A look at the new landscape of sex education published by The New York Times contains an eye-opening anecdote: In California, teachers are telling kids to get consent every ten minutes during sex to avoid committing rape.
The article is about the brave new world created by affirmative consent, or “yes means yes,” which holds that a person must obtain explicit prior consent for every sexual act or else be considered to have committed sexual assault.The standard isn’t limited to sex itself; a person would also need explicit affirmative consent to kiss somebody, too.

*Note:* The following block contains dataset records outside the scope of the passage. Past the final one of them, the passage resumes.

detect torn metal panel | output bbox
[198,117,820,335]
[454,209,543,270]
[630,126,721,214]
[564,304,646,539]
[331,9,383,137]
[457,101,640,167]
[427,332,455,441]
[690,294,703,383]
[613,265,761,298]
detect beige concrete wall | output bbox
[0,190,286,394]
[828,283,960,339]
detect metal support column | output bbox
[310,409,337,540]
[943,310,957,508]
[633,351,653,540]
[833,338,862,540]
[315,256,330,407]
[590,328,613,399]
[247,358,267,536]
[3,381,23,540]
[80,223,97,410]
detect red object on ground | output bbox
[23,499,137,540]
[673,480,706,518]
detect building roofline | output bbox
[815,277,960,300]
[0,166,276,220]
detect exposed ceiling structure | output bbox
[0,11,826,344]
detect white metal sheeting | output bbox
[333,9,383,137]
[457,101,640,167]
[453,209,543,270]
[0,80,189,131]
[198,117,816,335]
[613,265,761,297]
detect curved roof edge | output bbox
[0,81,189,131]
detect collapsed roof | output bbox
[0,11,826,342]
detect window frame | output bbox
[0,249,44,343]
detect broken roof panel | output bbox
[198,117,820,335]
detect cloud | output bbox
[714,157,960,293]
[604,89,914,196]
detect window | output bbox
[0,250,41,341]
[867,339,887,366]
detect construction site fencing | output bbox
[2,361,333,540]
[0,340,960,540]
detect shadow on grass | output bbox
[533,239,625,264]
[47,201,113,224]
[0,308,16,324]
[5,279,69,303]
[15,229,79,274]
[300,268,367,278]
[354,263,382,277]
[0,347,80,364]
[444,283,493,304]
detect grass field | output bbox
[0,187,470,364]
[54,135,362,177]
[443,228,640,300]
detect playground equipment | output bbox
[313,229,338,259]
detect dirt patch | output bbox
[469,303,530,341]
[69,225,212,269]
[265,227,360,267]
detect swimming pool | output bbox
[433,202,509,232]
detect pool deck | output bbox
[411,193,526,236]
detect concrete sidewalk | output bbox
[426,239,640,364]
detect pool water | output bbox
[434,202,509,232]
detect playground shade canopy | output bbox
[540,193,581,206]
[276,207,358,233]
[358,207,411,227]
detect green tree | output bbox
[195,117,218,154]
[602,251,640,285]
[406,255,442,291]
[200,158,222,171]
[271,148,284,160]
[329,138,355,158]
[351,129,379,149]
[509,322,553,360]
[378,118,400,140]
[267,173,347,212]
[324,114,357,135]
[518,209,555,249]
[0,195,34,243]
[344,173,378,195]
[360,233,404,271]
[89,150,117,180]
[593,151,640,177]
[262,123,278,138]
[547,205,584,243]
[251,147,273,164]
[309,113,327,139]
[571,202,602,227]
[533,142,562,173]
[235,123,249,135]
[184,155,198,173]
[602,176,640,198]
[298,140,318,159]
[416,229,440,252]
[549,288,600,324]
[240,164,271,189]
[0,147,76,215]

All of this is in contrast to the prevailing criminal standard, known as “no means no,” where sexual assault occurs when a person proceeds with sexual activity despite an explicit refusal of consent. While this remains the criminal standard, California made a major shift last year by requiring all school disciplinary bodies to use affirmative consent, and it also required state sex education classes to use the standard as well. (RELATED: Students Explain Affirmative Consent With Cringeworthy Video)
That shift means a change in how sex education is handled, and the Times suggests that kids are finding affirmative consent to be a somewhat difficult standard to grasp. Among other things, some kids are getting the impression they need to set a timer during their intimate encounters to make sure their casual hookup doesn’t accidentally become a rape.
“What does that mean — you have to say ‘yes’ every 10 minutes?” one tenth grader is quoted asking sex ed instructor Shafia Zaloom.
“Pretty much,” Zaloom replied, adding that “It’s not a timing thing, but whoever initiates things to another level has to ask.”
If Zaloom’s advice is confusing, it isn’t because she lacks experience teaching the standard. The Times says she “has written a curriculum for affirmative consent programs that is being used throughout the country.”
But despite Zaloom’s expertise kids are still finding that affirmative consent is hard to mesh with the way people actually have sex (or, given their age, how they imagine people having sex). When given a list of phrases that could be used to gain consent, such as “Can I touch you there?”, students were dismissive.
“They’re all really awkward and bizarre,” one girl said.